Data Flow Architecture

  • Data Flow Architecture is transformed input data by a series of computational or manipulative components into output data.
  • It is a computer architecture which do not have a program counter and therefore the execution is unpredictable which means behavior is indeterministic.
  • Data flow architecture is a part of Von-neumann model of computation which consists of a single program counter, sequential execution and control flow which determines fetch, execution, commit order.
  • This architecture has been successfully implemented.
  • Data flow architecture reduces development time and can move easily between design and implementation.
  • It has main objective is to achieve the qualities of reuse and modifiability.
  • In data flow architecture, the data can be flow in the graph topology with cycles or in a linear structure without cycles.
There are three types of execution sequences between modules:

1. Batch Sequential
2. Pipe and Filter
3. Process Control

1. Batch Sequential

  • Batch sequential compilation was regarded as a sequential process in 1970.
  • In Batch sequential, separate programs are executed in order and the data is passed as an aggregate from one program to the next.
  • It is a classical data processing model.

  • batch sequential
    The above diagram shows the flow of batch sequential architecture. It provides simpler divisions on subsystems and each subsystem can be an independent program working on input data and produces output data.
  • The main disadvantage of batch sequential architecture is that, it does not provide concurrency and interactive interface. It provides high latency and low throughput.

2. Pipe and Filter

What is meant by Pipe?
  • Pipe is a connector which passes the data from one filter to the next.
  • Pipe is a directional stream of data implemented by a data buffer to store all data, until the next filter has time to process it.
  • It transfers the data from one data source to one data sink.
  • Pipes are the stateless data stream.
pipe filter
The above figure shows the pipe-filter sequence. All filters are the processes that run at the same time, it means that they can run as different threads, coroutines or be located on different machines entirely.

Each pipe is connected to a filter and has its own role in the function of the filter. The filters are robust where pipes can be added and removed at runtime.
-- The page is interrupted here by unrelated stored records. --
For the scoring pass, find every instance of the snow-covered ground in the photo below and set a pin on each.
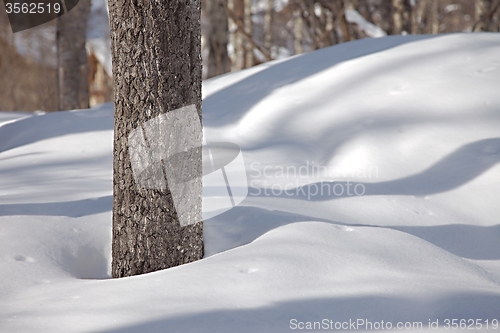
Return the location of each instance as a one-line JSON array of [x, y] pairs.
[[373, 197]]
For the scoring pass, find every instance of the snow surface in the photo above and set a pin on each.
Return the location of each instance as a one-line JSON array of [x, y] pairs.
[[412, 120]]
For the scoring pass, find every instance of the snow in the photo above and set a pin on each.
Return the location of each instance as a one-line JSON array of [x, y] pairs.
[[412, 120]]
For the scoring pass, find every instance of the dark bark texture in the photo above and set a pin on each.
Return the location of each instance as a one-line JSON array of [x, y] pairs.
[[156, 50], [218, 58], [73, 84]]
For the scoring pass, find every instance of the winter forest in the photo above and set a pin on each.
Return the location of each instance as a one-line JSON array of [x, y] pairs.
[[249, 166]]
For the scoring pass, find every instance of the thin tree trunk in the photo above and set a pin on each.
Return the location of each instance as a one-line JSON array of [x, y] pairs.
[[239, 48], [218, 58], [249, 61], [435, 16], [156, 71], [268, 25], [298, 29], [72, 75], [397, 17], [485, 9]]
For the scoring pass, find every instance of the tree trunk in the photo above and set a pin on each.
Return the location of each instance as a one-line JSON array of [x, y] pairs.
[[238, 62], [268, 25], [248, 29], [435, 16], [298, 28], [73, 81], [156, 50], [218, 58], [485, 10]]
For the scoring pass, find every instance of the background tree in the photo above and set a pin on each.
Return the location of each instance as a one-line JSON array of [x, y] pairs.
[[156, 69], [218, 58], [72, 74]]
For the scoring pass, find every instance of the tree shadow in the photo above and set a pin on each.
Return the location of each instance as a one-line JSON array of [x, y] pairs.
[[242, 225], [452, 171], [243, 95]]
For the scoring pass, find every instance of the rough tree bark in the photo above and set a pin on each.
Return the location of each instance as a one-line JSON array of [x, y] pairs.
[[156, 50], [72, 76], [218, 58]]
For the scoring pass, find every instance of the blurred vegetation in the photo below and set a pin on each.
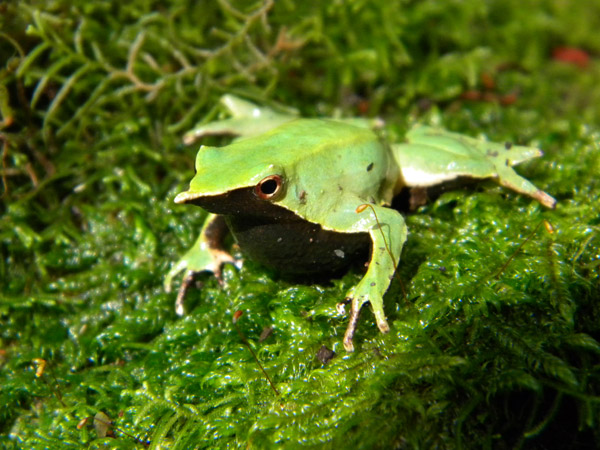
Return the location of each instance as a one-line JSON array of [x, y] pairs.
[[495, 344]]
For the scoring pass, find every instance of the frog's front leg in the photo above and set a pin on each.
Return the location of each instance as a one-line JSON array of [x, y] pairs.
[[206, 255], [388, 232]]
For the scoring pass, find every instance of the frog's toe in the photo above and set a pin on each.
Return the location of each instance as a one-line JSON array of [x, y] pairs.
[[186, 282]]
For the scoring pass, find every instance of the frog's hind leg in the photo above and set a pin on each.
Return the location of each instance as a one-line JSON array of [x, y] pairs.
[[433, 156]]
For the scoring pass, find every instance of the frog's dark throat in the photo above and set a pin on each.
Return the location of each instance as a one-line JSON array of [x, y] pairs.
[[280, 239]]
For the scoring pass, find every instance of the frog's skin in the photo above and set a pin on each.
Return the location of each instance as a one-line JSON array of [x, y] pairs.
[[292, 191]]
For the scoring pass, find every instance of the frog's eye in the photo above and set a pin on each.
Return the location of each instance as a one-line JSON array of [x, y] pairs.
[[269, 187]]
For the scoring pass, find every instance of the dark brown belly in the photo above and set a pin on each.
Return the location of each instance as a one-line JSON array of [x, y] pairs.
[[279, 239], [298, 246]]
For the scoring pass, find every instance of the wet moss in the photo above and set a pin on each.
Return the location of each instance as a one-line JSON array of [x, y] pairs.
[[493, 345]]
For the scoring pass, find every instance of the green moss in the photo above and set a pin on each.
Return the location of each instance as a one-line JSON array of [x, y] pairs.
[[494, 344]]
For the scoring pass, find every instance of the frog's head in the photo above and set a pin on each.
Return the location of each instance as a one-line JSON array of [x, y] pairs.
[[234, 179]]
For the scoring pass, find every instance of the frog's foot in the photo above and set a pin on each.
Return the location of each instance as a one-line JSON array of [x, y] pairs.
[[198, 259], [218, 259], [357, 304]]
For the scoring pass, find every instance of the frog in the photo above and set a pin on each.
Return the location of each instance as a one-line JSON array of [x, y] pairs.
[[310, 195]]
Filter reads the data from its input pipes and performs its function on this data and places the result on all output pipes. If there is insufficient data in the input pipes, the filter simply waits.

What are the Filters?
  • Filter is a component.
  • It has interfaces from which a set of inputs can flow in and a set of outputs can flow out.
  • It transforms and refines input data.
  • Filters are the independent entities.
There are two strategies to construct a filter:

1. Active Filter
2. Passive Filter

1. Active filter derives the data flow on the pipes.
2. Passive filter is driven by the data flow on the pipes.

  • Filter does not share state with other filters.
  • They don't know the identity to upstream and downstream filters.
  • Filters are implemented by separate threads. These may be either hardware or software threads or coroutines.
Advantages of Pipes and Filters
  • Pipe-filter provides concurrency and high throughput for excessive data processing.
  • It simplifies the system maintenance and provides reusability.
  • It has low coupling between filters and flexibility by supporting both sequential and parallel execution.
Disadvantages of Pipe and Filter
  • Pipe and Filter are not suitable for dynamic interactions.
  • It needs low common denominator for transmission of data in ASCII format.
  • It is difficult to configure Pipe-filter architecture dynamically.

3. Process Control

  • Process Control Architecture is a type of Data Flow Architecture, where data is neither batch sequential nor pipe stream.
  • In process control architecture, the flow of data comes from a set of variables which controls the execution of process.
  • This architecture decomposes the entire system into subsystems or modules and connects them.
  • Process control architecture is suitable in the embedded system software design, where the system is manipulated by process control variable data and in the Real time system software, process control architecture is used to control automobile anti-lock brakes, nuclear power plants etc.
  • This architecture is applicable for car-cruise control and building temperature control system.